OBJECTIVES: This study was aimed to compare the stability of stainless steel and titanium miniscrew implants of the same diameter and length during en masse retraction of maxillary and mandibular anterior teeth.
MATERIALS AND METHODS: Forty miniscrew implants (1.3 mm diameter and 8 mm length) were placed in 10 patients (20 titanium and 20 stainless steel). Stability was checked at insertion (T0), at one month (T1), and at sixth months (T2) and the amount of retraction was recorded in millimeters.
RESULTS: Titanium and stainless steel implants were equally stable at the time of insertion. At T1, three titanium miniscrew implants showed grade 2 mobility, whereas seven stainless steel miniscrew implants showed grade 2 mobility. For T2, none of the titanium miniscrew implants had grade 2 mobility while four stainless steel miniscrew implants resulted in grade 2 mobility. Both had an equal frequency of grade 3 and grade 4 mobility. However, the difference in the stability was not statistically significant. No statistical significance was found when the amount of retraction achieved by titanium and stainless steel miniscrew implants was compared between the maxillary and mandibular arches.
CONCLUSION: Both titanium and stainless steel miniscrew implants provide good anchorage and remain stable during en masse retraction of maxillary and mandibular anterior teeth. Thus, both miniscrews are clinically effective.
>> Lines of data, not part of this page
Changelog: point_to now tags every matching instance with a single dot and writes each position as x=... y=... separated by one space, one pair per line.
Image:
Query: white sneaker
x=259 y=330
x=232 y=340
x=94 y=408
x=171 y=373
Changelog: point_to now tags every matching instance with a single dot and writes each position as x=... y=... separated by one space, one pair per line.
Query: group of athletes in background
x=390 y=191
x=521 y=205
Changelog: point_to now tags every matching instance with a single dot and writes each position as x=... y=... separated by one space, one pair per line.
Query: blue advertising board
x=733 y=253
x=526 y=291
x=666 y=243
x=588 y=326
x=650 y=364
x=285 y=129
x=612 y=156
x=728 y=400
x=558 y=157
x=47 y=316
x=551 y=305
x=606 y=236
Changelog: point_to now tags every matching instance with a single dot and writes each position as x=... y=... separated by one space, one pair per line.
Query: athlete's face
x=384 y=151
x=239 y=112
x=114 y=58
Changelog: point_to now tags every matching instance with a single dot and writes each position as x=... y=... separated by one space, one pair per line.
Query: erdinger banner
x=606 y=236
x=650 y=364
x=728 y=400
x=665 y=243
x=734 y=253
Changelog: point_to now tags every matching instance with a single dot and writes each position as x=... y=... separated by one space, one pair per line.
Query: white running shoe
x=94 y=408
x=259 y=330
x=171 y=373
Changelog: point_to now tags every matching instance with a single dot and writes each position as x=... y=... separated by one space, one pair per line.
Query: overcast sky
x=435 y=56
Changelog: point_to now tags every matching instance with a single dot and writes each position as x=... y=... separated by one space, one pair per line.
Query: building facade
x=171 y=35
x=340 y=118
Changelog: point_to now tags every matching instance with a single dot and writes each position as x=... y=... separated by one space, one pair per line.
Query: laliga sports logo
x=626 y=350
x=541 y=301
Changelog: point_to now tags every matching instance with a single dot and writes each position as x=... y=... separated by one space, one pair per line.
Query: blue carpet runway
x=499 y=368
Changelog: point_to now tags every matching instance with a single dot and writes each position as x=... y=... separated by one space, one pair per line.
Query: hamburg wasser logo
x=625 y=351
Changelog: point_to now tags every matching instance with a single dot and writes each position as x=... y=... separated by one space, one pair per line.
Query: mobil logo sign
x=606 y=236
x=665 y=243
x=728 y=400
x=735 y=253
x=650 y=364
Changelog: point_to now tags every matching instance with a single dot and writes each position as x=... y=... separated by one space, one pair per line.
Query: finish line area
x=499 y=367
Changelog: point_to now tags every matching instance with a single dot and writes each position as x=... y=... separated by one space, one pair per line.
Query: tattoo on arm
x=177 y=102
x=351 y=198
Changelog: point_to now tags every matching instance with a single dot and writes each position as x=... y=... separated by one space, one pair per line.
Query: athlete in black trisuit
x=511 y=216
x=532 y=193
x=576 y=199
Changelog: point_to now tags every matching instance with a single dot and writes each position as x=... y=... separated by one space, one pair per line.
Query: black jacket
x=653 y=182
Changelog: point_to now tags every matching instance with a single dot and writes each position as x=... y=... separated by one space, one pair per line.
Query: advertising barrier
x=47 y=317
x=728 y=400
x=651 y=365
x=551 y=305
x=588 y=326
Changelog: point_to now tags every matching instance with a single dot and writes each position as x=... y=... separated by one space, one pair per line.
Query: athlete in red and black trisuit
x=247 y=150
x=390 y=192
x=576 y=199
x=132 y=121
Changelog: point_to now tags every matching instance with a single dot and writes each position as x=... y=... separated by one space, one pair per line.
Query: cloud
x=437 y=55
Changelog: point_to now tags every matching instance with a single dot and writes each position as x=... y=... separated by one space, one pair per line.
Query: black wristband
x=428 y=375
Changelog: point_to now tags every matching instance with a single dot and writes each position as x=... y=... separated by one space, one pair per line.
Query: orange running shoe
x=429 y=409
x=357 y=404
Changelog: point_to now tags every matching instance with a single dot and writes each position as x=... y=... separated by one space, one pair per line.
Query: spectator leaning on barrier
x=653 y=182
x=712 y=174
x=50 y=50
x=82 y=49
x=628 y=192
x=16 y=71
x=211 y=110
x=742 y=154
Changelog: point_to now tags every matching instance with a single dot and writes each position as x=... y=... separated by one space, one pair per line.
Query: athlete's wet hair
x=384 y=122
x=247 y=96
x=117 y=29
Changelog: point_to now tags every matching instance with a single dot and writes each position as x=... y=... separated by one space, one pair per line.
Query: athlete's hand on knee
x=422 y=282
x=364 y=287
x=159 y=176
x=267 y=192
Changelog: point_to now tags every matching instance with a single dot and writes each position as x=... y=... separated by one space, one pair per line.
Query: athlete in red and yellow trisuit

Keywords: Miniscrew implant, retraction, stability, stainless steel, titanium


How to cite this article:
Garg H, Ahluwalia R, Grewal SB, Pandey SK, Mahesh A, Saini N. Stainless steel vs. titanium miniscrew implants: Evaluation of stability during retraction of maxillary and mandibular anterior teeth. J Orthodont Sci 2022;11:49

How to cite this URL:
Garg H, Ahluwalia R, Grewal SB, Pandey SK, Mahesh A, Saini N. Stainless steel vs. titanium miniscrew implants: Evaluation of stability during retraction of maxillary and mandibular anterior teeth. J Orthodont Sci [serial online] 2022 [cited 2023 Jun 10];11:49. Available from: https://www.jorthodsci.org/text.asp?2022/11/1/49/358495




  Introduction Top


Anchorage control is fundamental to orthodontic therapy and directly affects the treatment results. The term orthodontic anchorage describes the nature and degree of resistance to displacement provided by an anatomic unit and is essential for the maximization of tooth movement and minimization of undesired effects.[1] Conventionally, extra-oral and intra-oral auxiliaries such as the Nance holding arch, head gears, and transpalatal arch are used to reinforce the anchorage provided by the anchor tooth or anchorage unit.[2] However, all of these methods have disadvantages such as complicated designs, the need for exceptional patient cooperation, and elaborate wire bending.[3] Thus, some anchorage loss or mesial movement of maxillary molars is usually observed with conventional orthodontic anchorage, which is considered a significant potential side effect of orthodontic mechanotherapy.[3]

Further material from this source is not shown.